I could understand Alissa’s frustration; she was seeking to understand her cousin’s suffering and she wanted to be able to trust those aiming to help her. She came to me in part because I had some knowledge in the field—along with years of working with distressed homeless populations, I had recently dropped out of a Ph.D. program in clinical psychology.
I left the graduate program because I needed more community, and also because I had deep concerns about the scientific and political integrity of mental health treatment in America. I shared with my friend that as a result of my studies I was concerned about the accuracy and values that underlay modern psychiatric diagnosis.
I first developed this concern when I was working with homeless populations in Seattle, Washington. One day I asked a long term resident of the shelter why he seemed glum. “Because I am bipolar,” he replied. I felt scared hearing this. I feared that if he saw “bipolar” as something he was, it would, by definition, never be something he could change. In my experience, choosing to see mental health through the lens of a static diagnosis which defines our identity, as opposed to a temporary and personally meaningful struggle, blocks our ability to shift internally and seek solid support.
I later learned that multiple scientific studies have confirmed that, in general, two psychiatrists who interview someone independently and do not confer are not significantly more likely to agree about a diagnosis than they would if they made purely random diagnoses. 1 I also worry knowing that it was not until 1973 that homosexuality was removed from the standard guidebook containing diagnostic categories of mental illness, the DSM. Similarly, in the 1990s the psychiatric establishment pushed to establish premenstrual distress as a mental illness. Indeed, a recent study showed that the overwhelming majority of people who served on the scientific committee tasked with defining mental illness have received direct funding from drug companies. 2 This situation raises similar concerns for me around accuracy and bias that I feel when I look, for example, at the funding of modern US elections.

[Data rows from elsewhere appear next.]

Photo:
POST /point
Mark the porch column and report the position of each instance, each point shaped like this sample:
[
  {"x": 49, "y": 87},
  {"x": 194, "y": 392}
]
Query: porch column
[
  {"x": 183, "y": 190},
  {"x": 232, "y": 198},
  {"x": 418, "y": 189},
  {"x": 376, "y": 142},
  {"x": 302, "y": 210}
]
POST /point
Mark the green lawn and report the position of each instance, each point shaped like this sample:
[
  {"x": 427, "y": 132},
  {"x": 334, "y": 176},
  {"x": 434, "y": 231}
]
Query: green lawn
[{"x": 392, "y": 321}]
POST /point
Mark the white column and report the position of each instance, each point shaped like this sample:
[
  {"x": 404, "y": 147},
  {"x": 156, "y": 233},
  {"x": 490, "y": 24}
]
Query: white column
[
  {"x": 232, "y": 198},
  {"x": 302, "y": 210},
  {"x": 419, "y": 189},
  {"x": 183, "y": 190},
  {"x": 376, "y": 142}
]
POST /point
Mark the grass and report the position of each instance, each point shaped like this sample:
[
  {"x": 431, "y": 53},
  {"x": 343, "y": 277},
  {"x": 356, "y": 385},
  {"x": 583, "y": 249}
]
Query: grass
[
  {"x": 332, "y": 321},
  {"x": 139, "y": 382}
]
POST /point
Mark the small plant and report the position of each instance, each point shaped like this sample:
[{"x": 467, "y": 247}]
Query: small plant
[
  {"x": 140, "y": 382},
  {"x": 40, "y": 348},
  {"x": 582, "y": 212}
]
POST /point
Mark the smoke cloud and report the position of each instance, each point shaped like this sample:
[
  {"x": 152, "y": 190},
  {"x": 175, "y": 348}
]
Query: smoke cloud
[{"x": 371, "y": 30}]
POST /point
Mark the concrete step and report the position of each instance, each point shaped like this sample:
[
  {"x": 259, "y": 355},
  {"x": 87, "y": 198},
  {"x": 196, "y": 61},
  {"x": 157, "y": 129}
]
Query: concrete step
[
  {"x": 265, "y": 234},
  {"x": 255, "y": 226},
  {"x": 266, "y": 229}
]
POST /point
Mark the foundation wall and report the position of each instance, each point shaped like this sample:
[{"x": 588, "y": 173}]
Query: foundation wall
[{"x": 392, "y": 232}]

My reading of the history of psychiatric diagnosis suggests, unfortunately, that cause for such concern is not a recent phenomenon. Many of the terms we commonly employ, “schizophrenia” for instance, date back to a dark period in European and American history when doctors and other medical professionals, motivated by the philosophy of eugenics popular at the turn of the last century, engaged in forced sterilization of people diagnosed as mentally ill. Indeed, The New England Journal of Medicine and The American Journal of Psychiatry (to this day two of the most respected journals in the field) published editorials in the 1920s that were supportive of Hitler’s forced sterilization program and eugenic approaches to mental illness. 3
How can we talk about mental illness and distress in a way that preserves individuals’ humanity and supports community? Overall the evidence suggests that human distress and madness are not comprised of distinct diseases, but rather that they are better construed and studied as clusters of individual symptoms. These symptoms can be described perfectly well in natural language, which has the potential to be much less stigmatizing. 4 For example, I would request that my fellow communitarians consider moving away from describing themselves with static diagnostic categories like, “I am (or have) ADHD,” and instead say, “I struggle with distraction and impulsivity.” Likewise, instead of saying of someone, “She is clinically depressed,” we can choose to say, “She is experiencing deep sadness and a desire to withdraw socially.” I have found Marshall Rosenberg’s writings and his model of nonviolent communication to be an excellent resource for shifting language. 5 I believe that such language, which focuses on personal feelings and needs, is not only more scientifically accurate, it is also more empowering and more aligned with the values of the communities movement.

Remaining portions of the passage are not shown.